I had left my university job early and headed on foot towards Bryant’s Rent-All. Crossing South Broadway, where Virginia Avenue turns into Red Mile at about 4:30 pm, I saw a lone protester standing guard with a cardboard sign. Traffic onto Red Mile was blocked off by police—at the command of the Secret Service. I was going the right direction. I kept walking.
A crowd was gathered on either side of the road, alongside television news crews. By this point the crowd was taking a break from chanting and was instead trying to engage in conversation the steady trickle of suited men emerging from the building where Mike Pence was speaking on the GOP’s American Health Care Act.
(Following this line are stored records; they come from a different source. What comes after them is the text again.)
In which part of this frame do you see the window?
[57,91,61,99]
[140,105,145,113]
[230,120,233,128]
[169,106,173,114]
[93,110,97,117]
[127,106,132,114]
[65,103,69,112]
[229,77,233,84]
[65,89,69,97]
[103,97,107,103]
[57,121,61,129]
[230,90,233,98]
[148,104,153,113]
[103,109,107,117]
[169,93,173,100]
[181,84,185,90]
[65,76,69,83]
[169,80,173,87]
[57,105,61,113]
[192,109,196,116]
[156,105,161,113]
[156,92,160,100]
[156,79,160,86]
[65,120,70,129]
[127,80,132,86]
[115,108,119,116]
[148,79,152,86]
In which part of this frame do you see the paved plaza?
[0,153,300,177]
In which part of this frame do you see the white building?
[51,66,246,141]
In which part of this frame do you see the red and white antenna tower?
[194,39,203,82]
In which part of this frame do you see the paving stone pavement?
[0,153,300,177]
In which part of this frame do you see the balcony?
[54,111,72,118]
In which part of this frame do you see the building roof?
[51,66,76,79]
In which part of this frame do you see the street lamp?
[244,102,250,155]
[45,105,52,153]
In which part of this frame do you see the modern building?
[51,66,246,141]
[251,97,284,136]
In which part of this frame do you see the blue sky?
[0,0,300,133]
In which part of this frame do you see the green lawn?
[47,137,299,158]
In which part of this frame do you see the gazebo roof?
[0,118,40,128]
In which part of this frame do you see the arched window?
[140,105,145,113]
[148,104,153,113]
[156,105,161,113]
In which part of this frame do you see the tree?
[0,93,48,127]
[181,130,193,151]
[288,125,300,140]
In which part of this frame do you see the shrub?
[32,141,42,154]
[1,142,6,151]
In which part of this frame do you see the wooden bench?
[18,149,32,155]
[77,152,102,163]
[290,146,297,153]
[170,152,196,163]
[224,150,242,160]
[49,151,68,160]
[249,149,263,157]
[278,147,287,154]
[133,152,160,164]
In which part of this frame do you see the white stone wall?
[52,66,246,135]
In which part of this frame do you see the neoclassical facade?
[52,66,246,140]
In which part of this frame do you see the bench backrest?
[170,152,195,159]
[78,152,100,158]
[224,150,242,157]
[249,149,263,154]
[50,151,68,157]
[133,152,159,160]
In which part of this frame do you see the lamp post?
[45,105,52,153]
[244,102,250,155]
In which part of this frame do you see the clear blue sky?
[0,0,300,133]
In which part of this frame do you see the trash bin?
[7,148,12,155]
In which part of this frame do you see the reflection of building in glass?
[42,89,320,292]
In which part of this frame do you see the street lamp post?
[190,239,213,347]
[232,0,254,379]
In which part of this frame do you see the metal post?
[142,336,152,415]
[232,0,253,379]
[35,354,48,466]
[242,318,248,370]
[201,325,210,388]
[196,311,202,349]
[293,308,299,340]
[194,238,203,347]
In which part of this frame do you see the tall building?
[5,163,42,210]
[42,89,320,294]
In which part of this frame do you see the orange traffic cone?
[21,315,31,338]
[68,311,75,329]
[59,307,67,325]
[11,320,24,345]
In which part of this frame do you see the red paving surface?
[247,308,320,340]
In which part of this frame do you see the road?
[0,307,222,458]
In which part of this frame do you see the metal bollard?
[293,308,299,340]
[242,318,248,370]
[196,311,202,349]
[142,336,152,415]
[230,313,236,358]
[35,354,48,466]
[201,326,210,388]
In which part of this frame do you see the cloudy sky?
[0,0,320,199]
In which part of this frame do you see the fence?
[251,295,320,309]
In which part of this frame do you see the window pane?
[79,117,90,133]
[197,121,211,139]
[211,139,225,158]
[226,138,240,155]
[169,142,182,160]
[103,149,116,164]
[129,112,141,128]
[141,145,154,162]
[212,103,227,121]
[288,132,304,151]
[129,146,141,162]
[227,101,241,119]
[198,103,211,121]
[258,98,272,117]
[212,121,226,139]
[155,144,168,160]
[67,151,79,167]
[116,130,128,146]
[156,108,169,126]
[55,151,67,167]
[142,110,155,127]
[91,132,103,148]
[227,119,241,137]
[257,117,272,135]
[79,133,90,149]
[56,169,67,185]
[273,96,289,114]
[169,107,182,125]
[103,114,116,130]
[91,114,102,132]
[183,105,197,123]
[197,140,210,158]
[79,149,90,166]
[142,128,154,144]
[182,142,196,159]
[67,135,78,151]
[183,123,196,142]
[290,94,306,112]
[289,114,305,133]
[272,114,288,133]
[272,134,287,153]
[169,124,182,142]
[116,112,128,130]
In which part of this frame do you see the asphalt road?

The suited men rarely spoke back. “We feel the Vice President is pretty isolated in his world in Washington,” said a woman—who has chosen to remain anonymous—from the organization Our Revolution Central Kentucky. She continued, in a vein of hope: “We are glad that he’s stepping out to Kentucky but we need to take this opportunity to…make him aware that this legislation is extremely damaging to the average Kentuckian, and I’m not sure that all the average Kentuckians are really aware of that.”
Our Revolution Central Kentucky represents several counties in the area around Lexington, some red, some blue, all frustrated. It associates itself with the D.C.-based Our Revolution, which sprung up after the unexpected success of Bernie Sanders’ bid for the Democratic presidential nomination. These groups self-identify as progressive as opposed to liberal, avoiding close association with the Democratic Party itself.
I headed home, and by 5:30 I was crossing South Broadway again and Red Mile had just been re-opened to incoming traffic. Lexington would return to its normal self, nearly entirely forgotten in the grand scheme of American politics, but Lexingtonians continue to resist.